The New Look Chef
Long before The Food Network and Hell’s Kitchen, chefs toiled in their kitchens under a veil of obscurity. There were no celebrity chefs, no commercials featuring prominent chefs hawking products, or chefs hosting their own cooking shows. Chefs worked 12-16 hour days writing menus, preparing food, and instructing their protégés on the how, where, and what parts of creating innovative dishes. Chefs were beloved by their loyal guests, but they certainly were not the media darlings that they have become today.
When it Started to Change
Chef anonymity began to change during the 1980s, when two chefs became media sensations after the release of their seminal cookbooks. Paul Prudhomme and Wolfgang Puck were the forerunners to today’s celebrity chefs. Both chefs ran highly regarded restaurants and both chefs mentored rising stars that would eventually make their own marks in the restaurant industry. Prudhomme and Puck began appearing on popular morning news shows to demonstrate their cooking styles. What shined was not necessarily their cuisine, but their engaging personalities that included touches of humor, wrapped around larger than life energy and enthusiasm.
The two pioneering chefs also altered public perceptions by what they wore on a television set and in their restaurants.

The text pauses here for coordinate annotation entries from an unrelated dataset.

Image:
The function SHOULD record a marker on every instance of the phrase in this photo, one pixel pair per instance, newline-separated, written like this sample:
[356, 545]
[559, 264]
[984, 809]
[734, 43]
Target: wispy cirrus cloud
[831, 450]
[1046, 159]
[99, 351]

A new uniform that exuded class replaced dirty chef coats and tattered blue jeans. Both Prudhomme and Puck dressed with a panache that changed, albeit slowly, how chefs looked in their restaurants. The uniform consisted of a clean and pressed chef coat, stain free chef pants or black trousers, and dressy, but functional shoes. The chef’s rising celebrity status required a new look, one that Prudhomme and Puck were more than happy to promote.
The Chef Evolution
While Prudhomme and Puck blazed the trail for future chefs, it was not until the explosion of the Internet and the advent of reality based food shows that chefs became superstars. Prominent chefs are now considered on par with Hollywood starlets and charismatic male actors. Chefs has moved beyond the realm of participating in televised food challenges and into featured roles in mass media programs. However, the true chef revolution has unfolded inside of restaurants
Two factors have changed how chefs project their images. First, the popularity of open kitchens provides chefs with the opportunity to interact with guests. From running the expo window to searing tuna in a sauté pan, chefs stand mere feet away from their guests. Open kitchens have changed how an entire kitchen staff operates. Gone are the angry admonitions and in their place, more of a supportive environment. Open kitchens may have forced chefs to change their behavior, but the biggest change has been how chefs dress for their lead roles.

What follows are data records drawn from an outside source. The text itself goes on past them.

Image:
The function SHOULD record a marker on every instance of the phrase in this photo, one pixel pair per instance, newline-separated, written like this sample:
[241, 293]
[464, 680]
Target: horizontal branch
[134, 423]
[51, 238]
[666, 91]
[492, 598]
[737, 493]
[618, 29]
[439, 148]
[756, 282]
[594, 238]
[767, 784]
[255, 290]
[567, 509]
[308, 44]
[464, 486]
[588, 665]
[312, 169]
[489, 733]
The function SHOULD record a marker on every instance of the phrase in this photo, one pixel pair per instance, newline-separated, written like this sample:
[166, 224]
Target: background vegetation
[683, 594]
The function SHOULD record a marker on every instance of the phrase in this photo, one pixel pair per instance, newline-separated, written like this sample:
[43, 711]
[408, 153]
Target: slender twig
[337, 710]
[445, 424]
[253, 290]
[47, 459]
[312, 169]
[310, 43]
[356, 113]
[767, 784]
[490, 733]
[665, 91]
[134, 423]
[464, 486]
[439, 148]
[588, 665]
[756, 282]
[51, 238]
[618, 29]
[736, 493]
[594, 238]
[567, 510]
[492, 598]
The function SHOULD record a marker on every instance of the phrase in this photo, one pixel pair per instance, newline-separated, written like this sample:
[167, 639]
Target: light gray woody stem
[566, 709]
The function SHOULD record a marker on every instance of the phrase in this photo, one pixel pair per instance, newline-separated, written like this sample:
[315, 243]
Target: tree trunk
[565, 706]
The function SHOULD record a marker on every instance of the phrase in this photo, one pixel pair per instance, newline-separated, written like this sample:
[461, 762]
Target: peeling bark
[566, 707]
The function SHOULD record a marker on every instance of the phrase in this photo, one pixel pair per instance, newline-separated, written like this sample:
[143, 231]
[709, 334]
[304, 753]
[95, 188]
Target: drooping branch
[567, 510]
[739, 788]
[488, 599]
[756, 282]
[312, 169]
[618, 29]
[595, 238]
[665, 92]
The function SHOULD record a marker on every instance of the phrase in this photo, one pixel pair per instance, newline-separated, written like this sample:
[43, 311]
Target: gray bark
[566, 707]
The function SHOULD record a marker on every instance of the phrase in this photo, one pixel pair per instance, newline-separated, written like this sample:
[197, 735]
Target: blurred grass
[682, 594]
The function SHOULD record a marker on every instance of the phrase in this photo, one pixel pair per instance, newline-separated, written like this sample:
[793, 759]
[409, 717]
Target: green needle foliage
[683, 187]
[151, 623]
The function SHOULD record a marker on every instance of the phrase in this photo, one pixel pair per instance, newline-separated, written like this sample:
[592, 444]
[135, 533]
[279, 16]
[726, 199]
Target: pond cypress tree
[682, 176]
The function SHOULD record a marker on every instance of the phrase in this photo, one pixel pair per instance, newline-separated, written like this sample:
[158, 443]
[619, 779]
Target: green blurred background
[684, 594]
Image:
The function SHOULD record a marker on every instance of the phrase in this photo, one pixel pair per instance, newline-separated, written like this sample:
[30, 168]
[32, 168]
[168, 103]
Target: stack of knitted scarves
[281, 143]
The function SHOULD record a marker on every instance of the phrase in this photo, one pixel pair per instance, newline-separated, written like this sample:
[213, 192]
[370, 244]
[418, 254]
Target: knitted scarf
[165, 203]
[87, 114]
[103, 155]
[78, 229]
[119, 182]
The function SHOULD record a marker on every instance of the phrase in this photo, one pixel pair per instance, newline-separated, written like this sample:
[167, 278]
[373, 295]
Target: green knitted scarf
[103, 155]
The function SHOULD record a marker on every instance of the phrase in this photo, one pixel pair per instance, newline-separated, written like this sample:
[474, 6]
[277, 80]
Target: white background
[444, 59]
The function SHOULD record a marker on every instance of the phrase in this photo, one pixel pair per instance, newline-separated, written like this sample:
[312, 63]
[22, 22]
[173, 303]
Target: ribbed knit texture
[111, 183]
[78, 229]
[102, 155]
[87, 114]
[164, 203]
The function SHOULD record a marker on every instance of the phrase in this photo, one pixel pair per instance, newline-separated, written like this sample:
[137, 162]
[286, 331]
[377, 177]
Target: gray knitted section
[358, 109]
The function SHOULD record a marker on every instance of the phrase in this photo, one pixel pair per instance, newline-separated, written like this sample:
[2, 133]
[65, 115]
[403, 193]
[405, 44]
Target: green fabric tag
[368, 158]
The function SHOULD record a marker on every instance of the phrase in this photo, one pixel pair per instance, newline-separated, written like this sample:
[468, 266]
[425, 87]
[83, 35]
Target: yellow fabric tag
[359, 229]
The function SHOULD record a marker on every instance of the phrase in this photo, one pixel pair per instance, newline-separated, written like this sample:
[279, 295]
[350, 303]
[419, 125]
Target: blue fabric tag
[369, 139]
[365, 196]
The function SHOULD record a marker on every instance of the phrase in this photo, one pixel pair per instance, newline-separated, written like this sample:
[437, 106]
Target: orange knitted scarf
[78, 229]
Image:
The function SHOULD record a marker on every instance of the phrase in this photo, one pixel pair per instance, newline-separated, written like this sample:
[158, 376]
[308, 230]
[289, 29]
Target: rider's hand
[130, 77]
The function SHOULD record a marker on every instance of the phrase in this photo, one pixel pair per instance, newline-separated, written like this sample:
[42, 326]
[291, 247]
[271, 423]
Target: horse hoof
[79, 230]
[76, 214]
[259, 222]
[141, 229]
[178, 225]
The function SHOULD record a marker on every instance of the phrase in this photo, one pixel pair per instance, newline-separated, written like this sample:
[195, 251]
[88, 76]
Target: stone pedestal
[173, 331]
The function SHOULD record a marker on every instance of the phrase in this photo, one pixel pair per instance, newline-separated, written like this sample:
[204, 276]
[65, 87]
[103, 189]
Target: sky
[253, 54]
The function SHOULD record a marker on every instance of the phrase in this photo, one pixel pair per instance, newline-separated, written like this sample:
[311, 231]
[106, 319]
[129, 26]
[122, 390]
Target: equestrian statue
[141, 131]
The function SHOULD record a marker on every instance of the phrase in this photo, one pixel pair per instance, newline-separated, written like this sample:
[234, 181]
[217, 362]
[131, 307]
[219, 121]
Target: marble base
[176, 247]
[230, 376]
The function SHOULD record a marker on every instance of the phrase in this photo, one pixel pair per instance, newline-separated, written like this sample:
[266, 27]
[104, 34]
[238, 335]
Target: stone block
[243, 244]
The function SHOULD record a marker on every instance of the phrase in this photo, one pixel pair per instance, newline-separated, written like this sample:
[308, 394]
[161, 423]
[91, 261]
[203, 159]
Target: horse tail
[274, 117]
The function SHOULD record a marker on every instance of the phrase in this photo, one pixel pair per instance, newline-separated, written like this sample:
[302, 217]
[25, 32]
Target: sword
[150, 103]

Not only are they food conductors in the kitchen, chefs are also the face of their restaurants. This means that before and after the busiest stretches of a shift, chefs will walk through their dining rooms and engage guests. While they may have front of the house managers, the walking chefs, as they refer to themselves, mingle with guests in the same manner as their managers. This means that chefs have made a radical change in their appearance. The popular depiction of chefs wearing sauce stained coats and torn pants has changed to chefs who wear impeccably maintained clothing.
The New Chef Uniform
While the chef uniform has gone through many transformations, the latest rendition closely mirrors what we have seen over the past 20 years. While the uniform remains the same, the appearance standards have not.

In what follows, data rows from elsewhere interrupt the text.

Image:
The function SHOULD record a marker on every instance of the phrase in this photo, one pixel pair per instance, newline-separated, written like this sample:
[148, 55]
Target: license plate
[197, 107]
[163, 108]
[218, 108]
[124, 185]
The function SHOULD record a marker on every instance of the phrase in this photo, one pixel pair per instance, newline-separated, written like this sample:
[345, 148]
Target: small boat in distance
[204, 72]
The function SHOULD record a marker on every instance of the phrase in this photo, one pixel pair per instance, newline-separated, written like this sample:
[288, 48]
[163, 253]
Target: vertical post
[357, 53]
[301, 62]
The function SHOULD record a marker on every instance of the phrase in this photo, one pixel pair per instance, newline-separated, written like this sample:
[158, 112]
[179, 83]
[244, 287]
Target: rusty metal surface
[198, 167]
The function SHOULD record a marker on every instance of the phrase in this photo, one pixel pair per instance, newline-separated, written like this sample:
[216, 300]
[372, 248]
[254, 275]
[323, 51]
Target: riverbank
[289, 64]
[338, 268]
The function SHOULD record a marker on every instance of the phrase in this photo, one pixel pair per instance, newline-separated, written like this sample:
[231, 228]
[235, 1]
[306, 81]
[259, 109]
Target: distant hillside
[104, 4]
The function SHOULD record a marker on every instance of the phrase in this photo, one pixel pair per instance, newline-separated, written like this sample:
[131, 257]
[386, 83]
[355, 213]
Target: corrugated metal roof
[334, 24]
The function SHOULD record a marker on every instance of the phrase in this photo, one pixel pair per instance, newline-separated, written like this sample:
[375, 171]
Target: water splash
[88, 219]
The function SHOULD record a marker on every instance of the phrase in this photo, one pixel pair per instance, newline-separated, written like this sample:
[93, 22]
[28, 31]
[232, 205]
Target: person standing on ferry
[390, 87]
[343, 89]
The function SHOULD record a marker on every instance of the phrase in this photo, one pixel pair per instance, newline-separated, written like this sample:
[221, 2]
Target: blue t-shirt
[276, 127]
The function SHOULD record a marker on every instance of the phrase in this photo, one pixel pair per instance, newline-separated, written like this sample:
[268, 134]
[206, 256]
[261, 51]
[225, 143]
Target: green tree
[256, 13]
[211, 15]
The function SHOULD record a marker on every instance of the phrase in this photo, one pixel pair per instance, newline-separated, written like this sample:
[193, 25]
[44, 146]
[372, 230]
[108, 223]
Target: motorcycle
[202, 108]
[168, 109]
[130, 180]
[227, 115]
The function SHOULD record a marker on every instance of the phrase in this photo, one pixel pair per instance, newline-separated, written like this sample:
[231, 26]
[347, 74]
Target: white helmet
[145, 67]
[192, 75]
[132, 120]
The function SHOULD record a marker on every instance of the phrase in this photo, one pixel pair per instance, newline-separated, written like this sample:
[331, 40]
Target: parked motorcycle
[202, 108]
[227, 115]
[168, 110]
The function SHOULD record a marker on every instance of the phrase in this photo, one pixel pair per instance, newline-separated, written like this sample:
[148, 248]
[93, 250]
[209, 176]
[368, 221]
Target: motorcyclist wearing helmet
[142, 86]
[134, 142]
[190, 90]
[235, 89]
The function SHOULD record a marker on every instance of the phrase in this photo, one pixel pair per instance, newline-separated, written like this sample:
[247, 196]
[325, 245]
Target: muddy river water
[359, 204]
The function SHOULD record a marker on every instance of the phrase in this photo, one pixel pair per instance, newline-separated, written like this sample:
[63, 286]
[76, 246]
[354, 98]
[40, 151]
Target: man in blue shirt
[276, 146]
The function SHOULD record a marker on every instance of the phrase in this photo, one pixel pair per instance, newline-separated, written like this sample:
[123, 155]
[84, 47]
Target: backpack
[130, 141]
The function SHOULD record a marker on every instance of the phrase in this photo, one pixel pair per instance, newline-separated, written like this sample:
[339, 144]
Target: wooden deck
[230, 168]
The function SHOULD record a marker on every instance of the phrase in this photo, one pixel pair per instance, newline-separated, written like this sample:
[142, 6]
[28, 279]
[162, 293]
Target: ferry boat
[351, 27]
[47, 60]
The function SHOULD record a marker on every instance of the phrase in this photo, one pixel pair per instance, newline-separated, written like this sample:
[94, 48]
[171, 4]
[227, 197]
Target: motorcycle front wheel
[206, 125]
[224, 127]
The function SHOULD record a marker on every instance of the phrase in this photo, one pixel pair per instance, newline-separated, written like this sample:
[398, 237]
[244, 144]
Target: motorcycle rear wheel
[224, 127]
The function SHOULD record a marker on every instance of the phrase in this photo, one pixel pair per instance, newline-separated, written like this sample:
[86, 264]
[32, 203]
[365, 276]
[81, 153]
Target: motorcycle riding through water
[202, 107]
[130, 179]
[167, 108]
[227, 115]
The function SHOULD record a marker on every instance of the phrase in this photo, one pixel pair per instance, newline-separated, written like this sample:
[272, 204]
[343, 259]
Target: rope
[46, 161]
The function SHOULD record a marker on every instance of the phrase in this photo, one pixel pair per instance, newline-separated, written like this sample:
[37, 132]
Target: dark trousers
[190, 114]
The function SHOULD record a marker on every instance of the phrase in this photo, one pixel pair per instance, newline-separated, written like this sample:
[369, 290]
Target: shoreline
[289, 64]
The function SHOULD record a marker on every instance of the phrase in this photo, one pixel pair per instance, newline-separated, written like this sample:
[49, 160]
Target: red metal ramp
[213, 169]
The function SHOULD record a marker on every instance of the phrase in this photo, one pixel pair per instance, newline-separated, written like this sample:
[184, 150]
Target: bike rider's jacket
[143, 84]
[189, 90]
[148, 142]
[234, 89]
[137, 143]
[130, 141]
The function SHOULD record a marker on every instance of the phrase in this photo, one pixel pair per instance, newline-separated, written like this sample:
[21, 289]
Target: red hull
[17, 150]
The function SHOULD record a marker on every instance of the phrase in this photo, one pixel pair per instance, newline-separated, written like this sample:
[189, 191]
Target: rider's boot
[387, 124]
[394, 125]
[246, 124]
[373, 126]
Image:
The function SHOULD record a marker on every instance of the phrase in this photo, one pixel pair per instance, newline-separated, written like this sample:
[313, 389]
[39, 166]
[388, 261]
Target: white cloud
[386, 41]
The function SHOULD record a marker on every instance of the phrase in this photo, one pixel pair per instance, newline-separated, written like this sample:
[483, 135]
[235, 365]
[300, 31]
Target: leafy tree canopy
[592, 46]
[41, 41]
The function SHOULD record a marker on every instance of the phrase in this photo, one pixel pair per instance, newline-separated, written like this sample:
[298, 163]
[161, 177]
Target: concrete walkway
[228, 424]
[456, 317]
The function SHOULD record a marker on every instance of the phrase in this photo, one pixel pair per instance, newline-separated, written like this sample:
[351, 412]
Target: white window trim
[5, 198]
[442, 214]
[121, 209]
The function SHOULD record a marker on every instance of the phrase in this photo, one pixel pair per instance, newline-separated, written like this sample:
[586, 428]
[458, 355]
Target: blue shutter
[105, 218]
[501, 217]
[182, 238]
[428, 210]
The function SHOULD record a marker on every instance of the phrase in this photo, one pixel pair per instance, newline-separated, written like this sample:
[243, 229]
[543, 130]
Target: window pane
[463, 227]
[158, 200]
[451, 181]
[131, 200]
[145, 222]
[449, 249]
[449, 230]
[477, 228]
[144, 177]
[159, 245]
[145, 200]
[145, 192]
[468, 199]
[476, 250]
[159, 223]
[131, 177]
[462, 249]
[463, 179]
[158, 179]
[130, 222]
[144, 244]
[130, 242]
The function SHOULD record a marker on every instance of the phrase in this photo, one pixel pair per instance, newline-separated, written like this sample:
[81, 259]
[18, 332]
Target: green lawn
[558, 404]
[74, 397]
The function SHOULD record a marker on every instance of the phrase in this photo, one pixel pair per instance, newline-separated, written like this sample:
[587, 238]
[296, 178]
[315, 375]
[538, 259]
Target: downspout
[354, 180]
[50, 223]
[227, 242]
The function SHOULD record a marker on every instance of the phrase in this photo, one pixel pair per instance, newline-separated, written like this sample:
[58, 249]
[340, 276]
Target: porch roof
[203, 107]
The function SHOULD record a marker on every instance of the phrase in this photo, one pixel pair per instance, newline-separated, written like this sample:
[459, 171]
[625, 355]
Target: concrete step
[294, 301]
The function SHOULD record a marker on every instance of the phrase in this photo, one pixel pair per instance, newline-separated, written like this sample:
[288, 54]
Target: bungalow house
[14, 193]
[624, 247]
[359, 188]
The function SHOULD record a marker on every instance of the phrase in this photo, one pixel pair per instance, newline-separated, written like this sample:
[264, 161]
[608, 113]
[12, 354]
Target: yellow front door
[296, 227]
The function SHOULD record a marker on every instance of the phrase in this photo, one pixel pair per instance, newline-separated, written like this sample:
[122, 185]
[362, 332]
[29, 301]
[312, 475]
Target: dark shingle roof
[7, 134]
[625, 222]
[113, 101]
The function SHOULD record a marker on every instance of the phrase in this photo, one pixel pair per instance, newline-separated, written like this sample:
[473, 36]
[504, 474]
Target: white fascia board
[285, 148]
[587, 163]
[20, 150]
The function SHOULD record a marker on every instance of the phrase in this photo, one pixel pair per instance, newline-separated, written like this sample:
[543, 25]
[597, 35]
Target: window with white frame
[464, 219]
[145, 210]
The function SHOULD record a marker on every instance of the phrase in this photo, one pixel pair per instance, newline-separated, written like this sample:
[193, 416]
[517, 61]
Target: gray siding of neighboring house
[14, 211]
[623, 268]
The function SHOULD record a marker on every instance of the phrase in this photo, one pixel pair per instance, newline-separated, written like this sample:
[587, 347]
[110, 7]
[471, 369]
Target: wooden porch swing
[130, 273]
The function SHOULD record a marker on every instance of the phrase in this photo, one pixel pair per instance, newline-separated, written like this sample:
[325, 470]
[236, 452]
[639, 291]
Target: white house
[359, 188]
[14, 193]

The white double-breasted chef’s jacket should be stain free, a feat made possible by chefs being able to reverse the jacket to walk through the dining room. Chefs still receive protection from boiling liquids by the jacket’s thick cotton cloth. The black and white patterns on chef pants serve as a fashion statement and a useful way to hide minor stains. Pants should comprise wrinkle free material that prevents chefs from looking like they just wrestled with a bull. White represents cleanliness and chefs need to ensure that remains the standard for their work attire.
Chefs who wear aprons must replace the dirty ones used on the line with clean and pressed aprons. The chef toque should sit firm on the head, with a slight tilt to one side. Chefs should wear buffed and shined shoes when they greet guests. This means that chefs who walk through their restaurants during service will most likely have to take off their slip-resistant kitchen shoes for a pair of comfortable dress shoes. Above all, chefs who plan to interact with guests should wash their hands and comb their hair to present a favorable image.
Chief Executive Chef
Many contemporary chefs have taken a different approach to their expanding restaurant roles. These chefs entrust sous chefs to run their kitchens during service, allowing them to spend the entire shift in the dining room. Hence, there is no need for these chefs to wear chef uniforms. They can put on something more formal, similar to what they expect their front of the house managers to wear. The type of clothing chefs should wear in their dining rooms depends on the restaurant’s motif. A five-star restaurant will require a chef to don a suit and tie, while an upscale restaurant that has a casual feel allows a chef to wear informal clothing; even clothing that represents the restaurant’s theme.
The changing chef role has become an important part of many culinary school curriculums. They learn how to interact with guests and run a kitchen during the same shift. However, the students do not learn about the rapidly evolving way that chefs project themselves to their guests. Tomato sauce stained jackets and greasy chef pants are out and a clean and pressed chef uniform is in. As we move forward, the formal attire that chefs wear in their dining rooms may become the focus a GQ feature story.